Massig Props an NBWD – No Balance Without Diversity

Florian Rabatscher

Wenn man an Frauen im Hip-Hop denkt, kommen als allererstes leider nicht Rapperinnen in den Sinn. Viel zu oft schon als „Bitch“ betitelt, wurde das weibliche Geschlecht in der Hip-Hop-Kultur jahrelang nur als Deko gesehen, und mehr als laszives Hüfte kreisen in Videos war anscheinend nicht drin. Anscheinend aber nur, denn Rap ist viel mehr als dumpfer Sexismus und Bling-Bling.
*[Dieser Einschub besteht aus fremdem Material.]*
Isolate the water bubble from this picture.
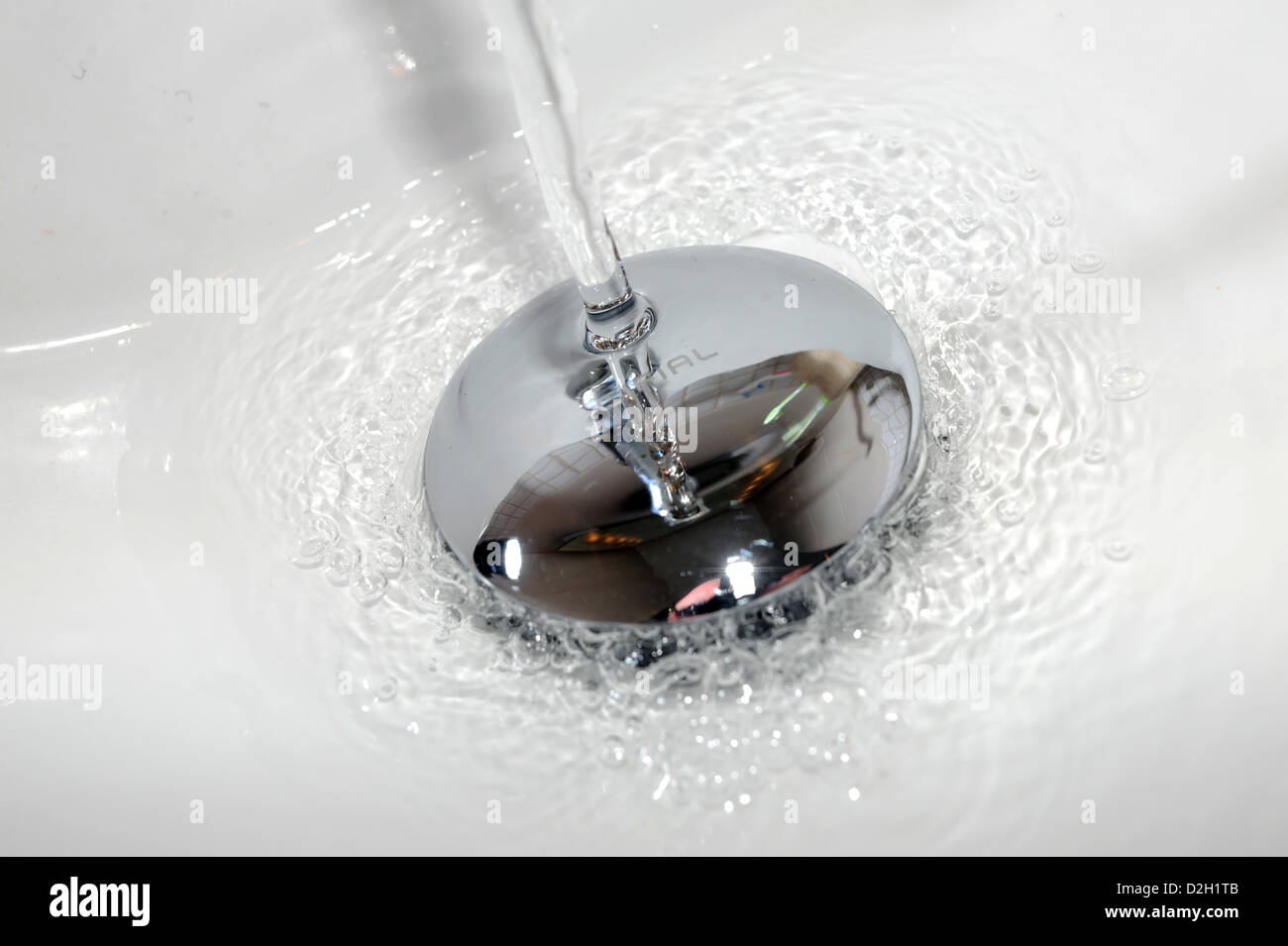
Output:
[291,536,330,569]
[952,201,982,237]
[1100,533,1132,562]
[349,571,389,606]
[322,545,362,586]
[304,516,340,542]
[997,497,1024,525]
[370,542,406,576]
[1096,353,1150,400]
[599,736,626,769]
[1069,250,1105,274]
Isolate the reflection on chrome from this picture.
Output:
[425,247,921,624]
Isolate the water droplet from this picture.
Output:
[1069,250,1105,272]
[1082,440,1109,465]
[1098,353,1150,400]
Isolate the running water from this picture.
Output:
[486,0,631,313]
[486,0,702,523]
[193,40,1150,837]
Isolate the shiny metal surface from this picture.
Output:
[425,247,921,624]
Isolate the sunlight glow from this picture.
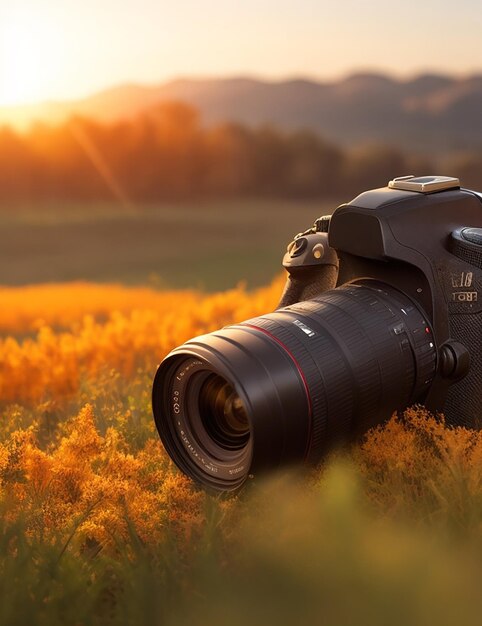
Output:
[0,8,63,106]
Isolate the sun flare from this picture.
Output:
[0,9,62,106]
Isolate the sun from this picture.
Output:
[0,8,63,106]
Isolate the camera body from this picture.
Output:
[280,176,482,428]
[152,176,482,491]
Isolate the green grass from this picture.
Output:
[0,200,338,291]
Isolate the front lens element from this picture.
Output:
[199,374,249,450]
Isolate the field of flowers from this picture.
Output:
[0,278,482,626]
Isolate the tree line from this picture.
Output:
[0,102,482,202]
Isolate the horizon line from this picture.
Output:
[0,67,482,111]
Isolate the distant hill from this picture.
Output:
[0,74,482,152]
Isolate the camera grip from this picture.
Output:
[444,311,482,429]
[277,265,338,309]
Und ich meine natürlich nicht Will Smiths Rap-Versuche, die zwar politisch korrekt und völlig ohne Fluchworte auskommen, aber sinnlos und grottenschlecht sind. Nein, ich meine die wahre Hip-Hop-Subkultur, die in den sozialen Brennpunkten entstand und auch deren Ungerechtigkeiten ansprach. Selbst der oft kritisierte Gangsta-Rap trug maßgeblich dazu bei, auch den gutbürgerlichen Leuten eine Welt zwischen Gewalt, Drogen und sozialen Ungleichheiten näher zu bringen. Anstatt diese Musik also nur als vulgär oder primitiv anzusehen und sie zu hassen, sollte Hip-Hop als das gesehen werden, was es ist: ein Spiegel unserer Gesellschaft. Aber, um fair zu bleiben: Sexistische Aussagen gibt es nicht nur im Rap-Business. Unterschwellig versteckt finden wir sie auch in so manchen Pop-Songs. Robin Thickes Welt-Hit „Blurred Lines“ handelt z. B. von Sex mit einer Betrunkenen und kommt textlich fast schon einer Vergewaltigung nahe. Aber trotzdem schwangen genug Leute ihr Tanzbein dazu. Hier sieht man wieder, wie ignorant der Mensch doch sein kann.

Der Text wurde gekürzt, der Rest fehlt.